Massive size and scale are baked into the Encyclopedia of Surfing. I speak often about how EOS’ eternally unfinished and forever-scrolling surf-history canvas is an exciting rather than daunting task, how the journey is the destination, about process over product, etc etc and you get the idea. Matt Barr and I talked about this recently on Matt’s excellent Looking Sideways podcast (click here), and gazing up at my cloud-scraping project don’t I just sound cavalier and offhand and hey-ho? I believe I do.
But then one day you turn 60 and realize that life is nearly half over, and the truth is I panic on the regular about all the people, places, and events that have not yet found their rightful home on EOS, and the only thing to do in those moments is to start working as if a sticky COVID molecule with my name on it just landed on the EOS home office Nespresso machine Start button. They say 60 is the new 40, but beneath this steaming espresso before me, I smell bullshit. Sixty is not the new 40. Sixty means you could dig your final rail at any time.
So . . . .
Welcome to EOS, Carwyn Williams, you grinning drinks-all-around ray of Welsh sunshine you, and thanks for making pro surfing during the George H. W. Bush years 15% more fun than it would have been otherwise.

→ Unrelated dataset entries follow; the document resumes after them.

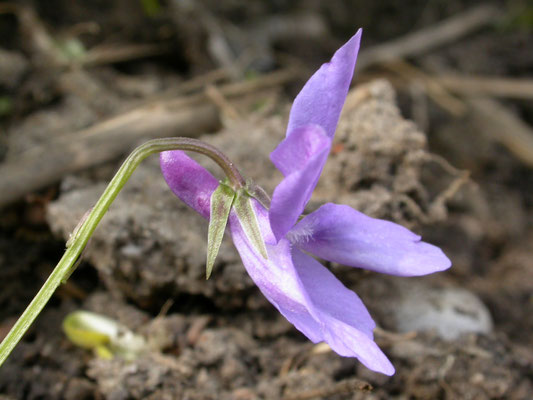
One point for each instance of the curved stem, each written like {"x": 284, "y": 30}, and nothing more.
{"x": 81, "y": 236}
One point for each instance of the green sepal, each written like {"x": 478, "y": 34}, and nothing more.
{"x": 245, "y": 212}
{"x": 221, "y": 202}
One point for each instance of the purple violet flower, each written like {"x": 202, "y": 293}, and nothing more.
{"x": 301, "y": 288}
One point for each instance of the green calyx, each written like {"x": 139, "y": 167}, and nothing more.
{"x": 222, "y": 201}
{"x": 246, "y": 214}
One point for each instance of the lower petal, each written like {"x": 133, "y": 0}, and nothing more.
{"x": 341, "y": 234}
{"x": 311, "y": 297}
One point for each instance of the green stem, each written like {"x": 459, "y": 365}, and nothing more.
{"x": 80, "y": 237}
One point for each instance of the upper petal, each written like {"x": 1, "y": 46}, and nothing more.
{"x": 191, "y": 182}
{"x": 341, "y": 234}
{"x": 310, "y": 297}
{"x": 321, "y": 99}
{"x": 300, "y": 157}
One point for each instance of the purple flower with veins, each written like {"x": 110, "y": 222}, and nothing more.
{"x": 301, "y": 288}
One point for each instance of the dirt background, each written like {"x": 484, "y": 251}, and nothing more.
{"x": 435, "y": 134}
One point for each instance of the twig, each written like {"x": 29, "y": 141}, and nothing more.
{"x": 119, "y": 53}
{"x": 494, "y": 119}
{"x": 488, "y": 86}
{"x": 435, "y": 90}
{"x": 419, "y": 42}
{"x": 104, "y": 141}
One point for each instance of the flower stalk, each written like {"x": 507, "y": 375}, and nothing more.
{"x": 85, "y": 229}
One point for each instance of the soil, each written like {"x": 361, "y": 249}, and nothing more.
{"x": 464, "y": 333}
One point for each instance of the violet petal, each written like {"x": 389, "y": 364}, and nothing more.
{"x": 310, "y": 297}
{"x": 300, "y": 157}
{"x": 191, "y": 182}
{"x": 321, "y": 99}
{"x": 341, "y": 234}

Kit Horn, same to you, except using my indoor voice, in honor of your quiet big-wave rectitude and reserve.
I wanted to call EOS newcomer Dick Meseroll the Dean of East Coast Surfing Photographers, but Larry Pope owns that title in perpetuity, so Dickie can be the Provost of East Coast Surfing Photographers, or the Ombudsman of East Coast Surf Photographers, or the Rector of East Coast Surf Photography, his choice.
1960s big-wave charger Kealoha Kaio, meanwhile, is just a few spawn short of being the literal Father of Modern Hawaiian Surfing, given that upon his death in 2005, at age 70, he had 11 children, 38 grandchildren, and 14 great-grandchildren—not quite Screamin’ Jay Hawkins territory, but impressive when you consider that Kaio somehow had enough time and energy left to invent a new chilled-out way of riding huge waves. “I thought Ricky Grigg was the best,” Kaio told Nick Carroll. “Then I started watching him closely and saw how he would throw his hands up just after the takeoff, and still have them up during bottom turns. So I decided I would work on keeping my hands and arms down low on bigger waves.” And here it is in one perfect photograph, except that’s Paul Gebauer, not Grigg, behind Kaio.